Legge Zangrillo sul merito: la sanità resta ai margini della riforma
La nuova legge quadro sul merito nel pubblico impiego non produce ancora effetti diretti sul comparto sanitario, che rischia di rimanere tra i grandi esclusi. Ecco cosa cambia e quali proposte si stanno delineando per gli operatori.

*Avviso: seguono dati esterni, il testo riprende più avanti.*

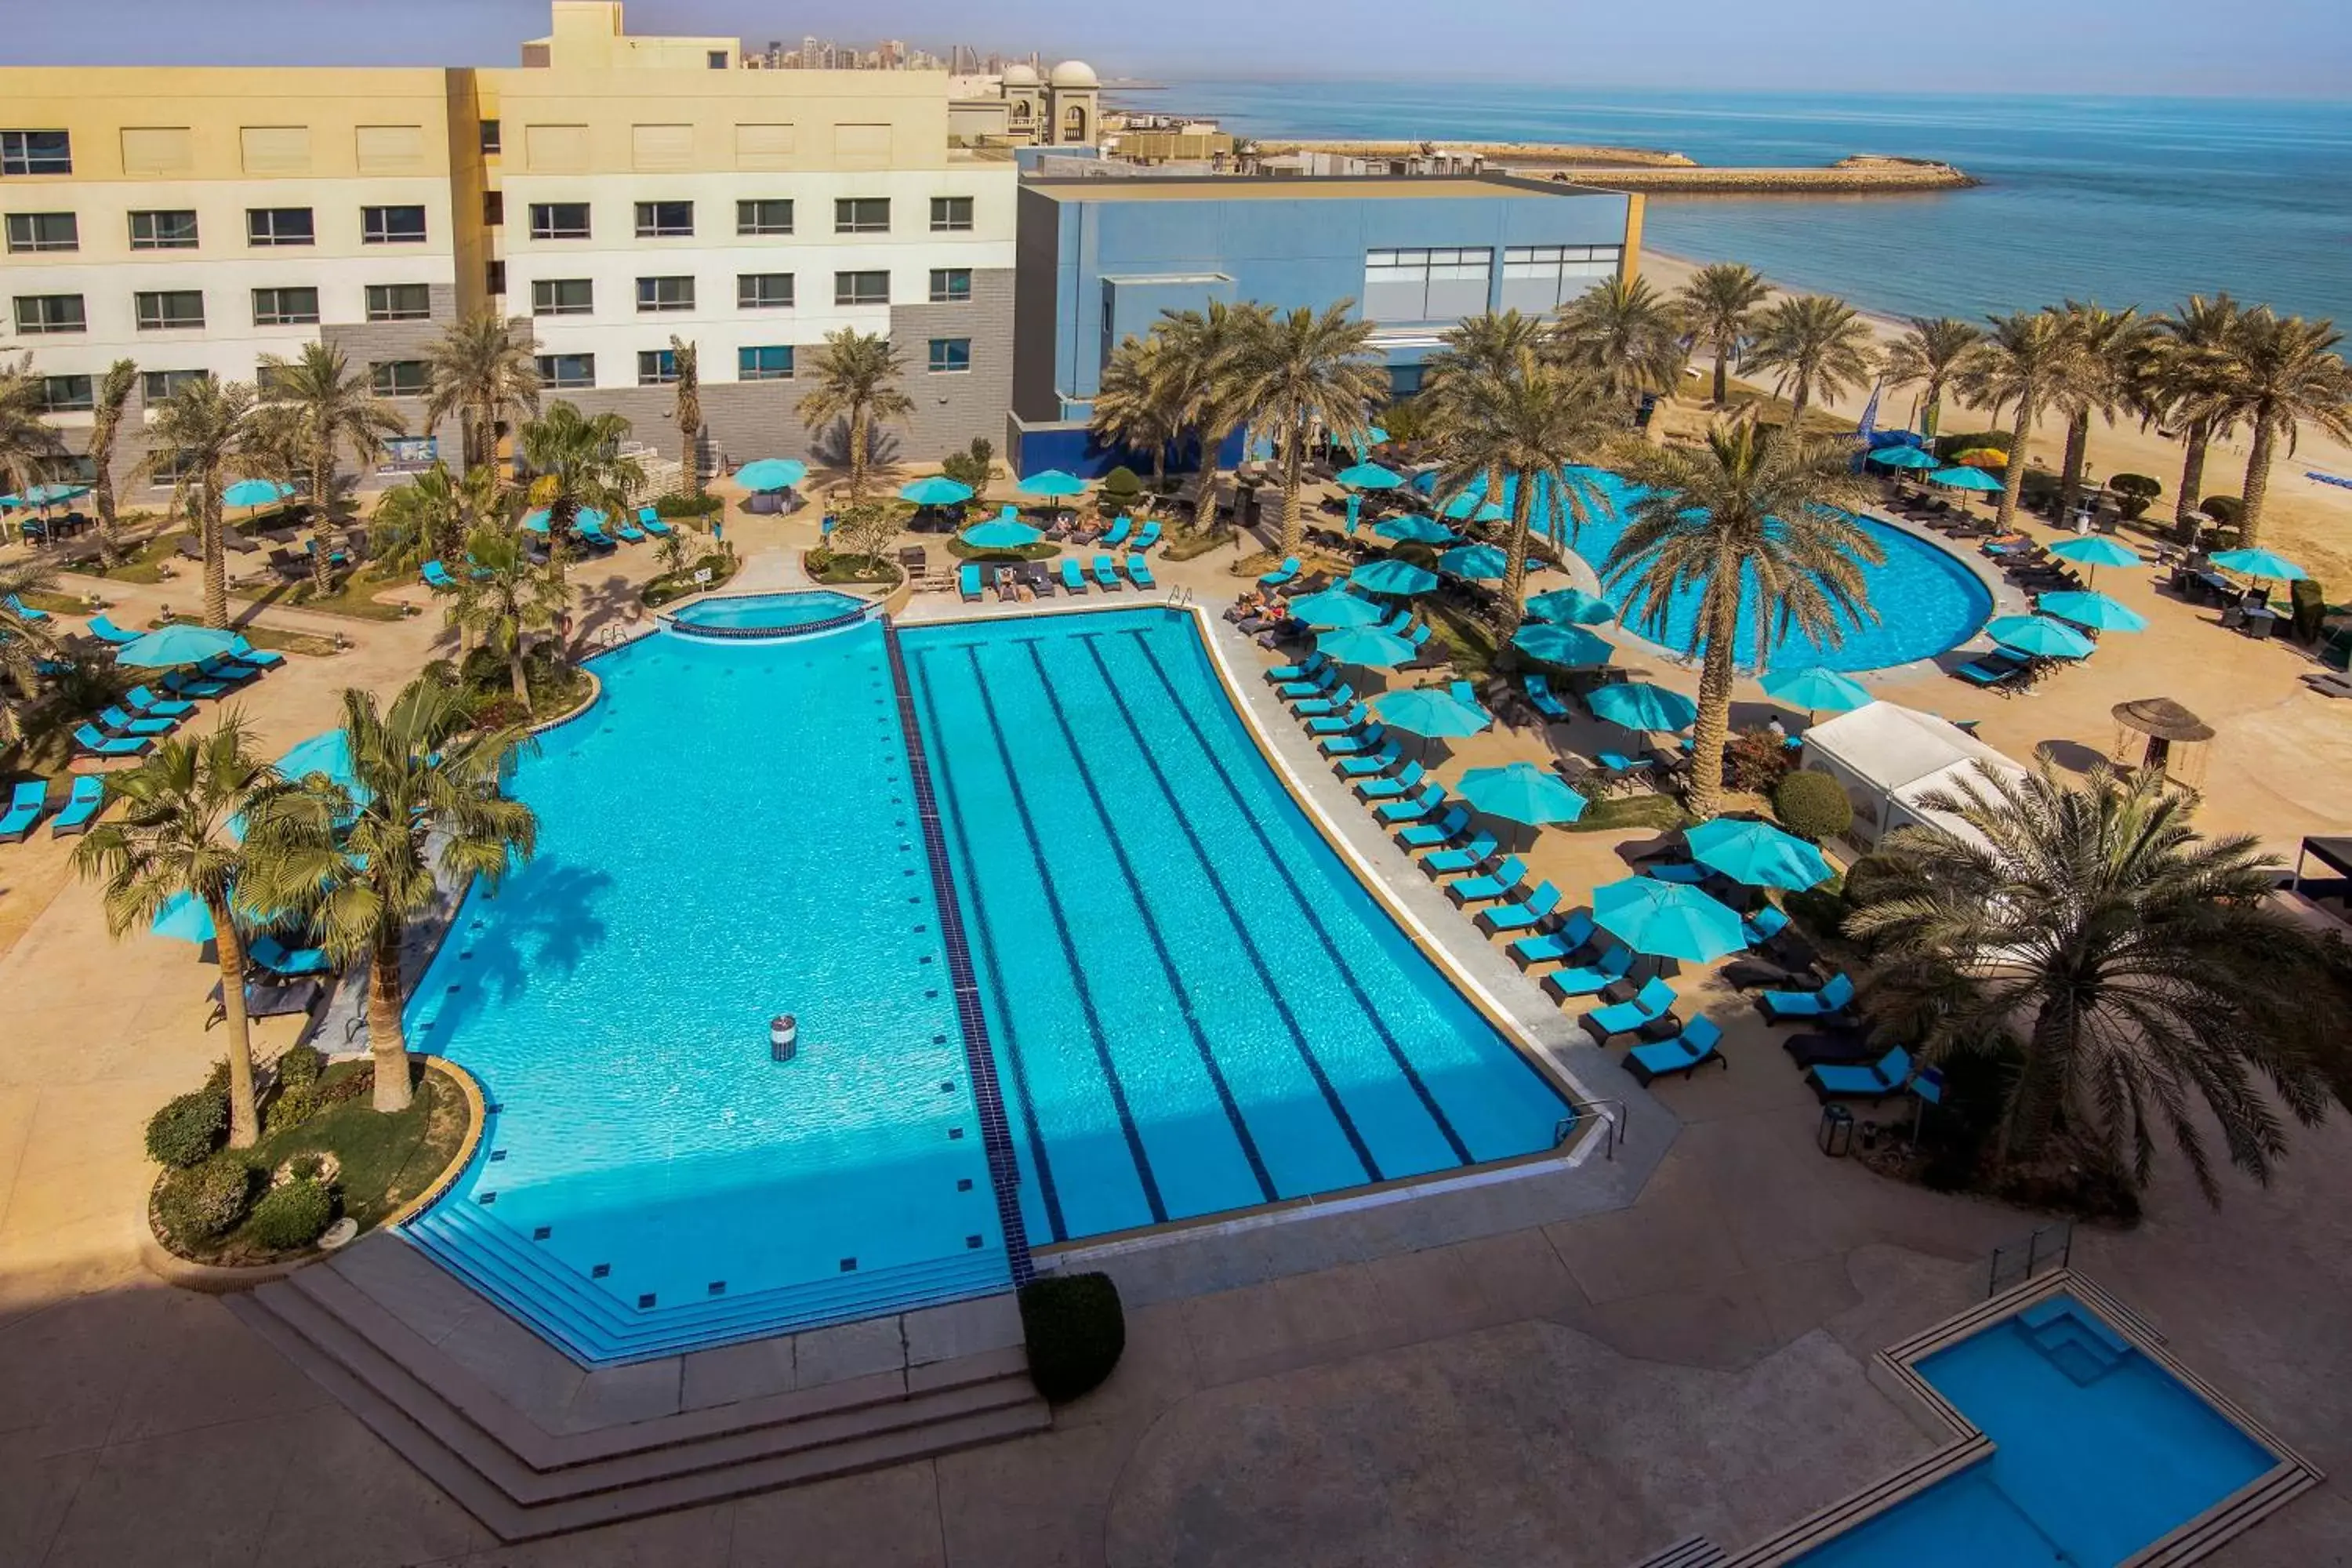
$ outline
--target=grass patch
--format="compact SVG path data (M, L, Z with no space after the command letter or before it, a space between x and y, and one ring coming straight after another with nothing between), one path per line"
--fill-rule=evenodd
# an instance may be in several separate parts
M28 610L47 610L53 616L86 616L90 613L89 601L79 594L59 594L47 588L29 588L16 595Z
M1567 826L1572 833L1609 833L1628 827L1666 832L1689 821L1689 814L1672 797L1643 794L1596 800L1582 816Z
M836 555L830 550L808 552L810 575L820 583L836 586L852 583L879 583L896 587L898 563L885 555Z
M399 587L407 581L406 573L386 576L362 566L337 583L330 593L314 593L310 580L305 577L299 583L272 584L259 593L247 592L239 597L256 605L284 605L298 610L316 610L320 615L345 616L355 621L397 621L407 616L408 607L375 595L380 589Z
M93 555L67 570L85 577L103 577L110 583L161 583L164 563L179 559L180 536L172 533L159 535L126 552L120 565L106 565ZM196 563L191 561L188 565L194 568Z
M1472 680L1484 680L1494 672L1498 650L1492 626L1433 598L1417 600L1414 607L1421 612L1422 619L1436 629L1438 640L1452 650L1447 657L1459 674Z
M959 561L1051 561L1062 552L1062 547L1048 539L1013 550L980 550L961 539L950 538L946 549Z
M721 551L713 551L682 572L665 572L656 577L638 591L637 600L646 608L652 610L658 609L674 599L683 599L688 594L702 594L723 588L727 585L728 579L735 575L738 564L734 556ZM709 582L698 583L694 580L694 574L701 571L708 571L710 574Z
M1206 533L1171 534L1161 542L1160 553L1170 561L1197 561L1233 542L1234 531L1230 528L1213 528Z
M173 616L172 621L183 626L205 624L201 617L195 616ZM336 651L332 637L322 637L310 632L280 631L276 626L235 626L230 629L254 647L278 653L302 653L325 658Z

La cosiddetta legge Zangrillo sul merito è entrata ufficialmente in vigore dopo la sua comparsa in Gazzetta Ufficiale lo scorso 4 luglio. Si tratta di un provvedimento di natura quadro, pensato per introdurre principi generali di valorizzazione del merito all'interno della pubblica amministrazione. Tuttavia, come spesso accade con le norme di questo tipo, l'impatto concreto non è immediato: servono decreti attuativi e successivi passaggi per tradurre gli intenti in regole applicabili nei singoli comparti.
Il punto che interessa da vicino chi lavora nella sanità è che, allo stato attuale, il settore sanitario rischia di rimanere tra i cosiddetti "grandi esclusi". La riforma, pur affermando principi importanti sul riconoscimento delle competenze e dei risultati, non contiene ancora meccanismi specifici dedicati al personale del Servizio sanitario nazionale, medici e infermieri compresi.
Perché la sanità rischia di restare fuori
La difficoltà nasce dalla peculiarità del lavoro sanitario. Valutare il "merito" di un infermiere non può ridursi a parametri numerici o produttivi, come potrebbe avvenire in altri uffici pubblici. La qualità dell'assistenza, la sicurezza del paziente, la capacità di lavorare in équipe e la gestione dell'urgenza sono elementi complessi, difficili da tradurre in indicatori standardizzati. Per questo un'applicazione automatica delle logiche previste dalla legge quadro potrebbe risultare inadeguata o addirittura penalizzante.
A ciò si aggiunge il tema della carenza di personale. In un contesto in cui molte strutture faticano a coprire i turni, introdurre sistemi premiali senza prima affrontare il nodo degli organici rischia di apparire un intervento parziale. Il merito, insomma, non può prescindere da condizioni di lavoro sostenibili.
Le proposte sul tavolo
Nel dibattito che sta accompagnando l'entrata in vigore della norma emergono alcune ipotesi per includere in modo adeguato il comparto sanitario. Tra queste, la costruzione di sistemi di valutazione costruiti sulle specificità delle professioni sanitarie, capaci di considerare sia gli aspetti clinico-assistenziali sia la formazione continua e l'aggiornamento professionale.
Un altro filone riguarda il collegamento tra riconoscimento del merito e progressioni di carriera, con l'obiettivo di offrire percorsi chiari agli infermieri che investono in competenze avanzate e specializzazioni. Non mancano poi le richieste di legare eventuali incentivi economici a risorse aggiuntive e certe, per evitare che il premio a pochi si traduca in una redistribuzione di fondi già insufficienti.
Per gli operatori sanitari sarà importante seguire con attenzione i prossimi passaggi normativi. La direzione indicata dalla legge apre a un principio condivisibile, ma la sua efficacia dipenderà dalla capacità di adattarlo alla realtà quotidiana delle corsie, evitando che la sanità continui a essere trattata come un comparto residuale.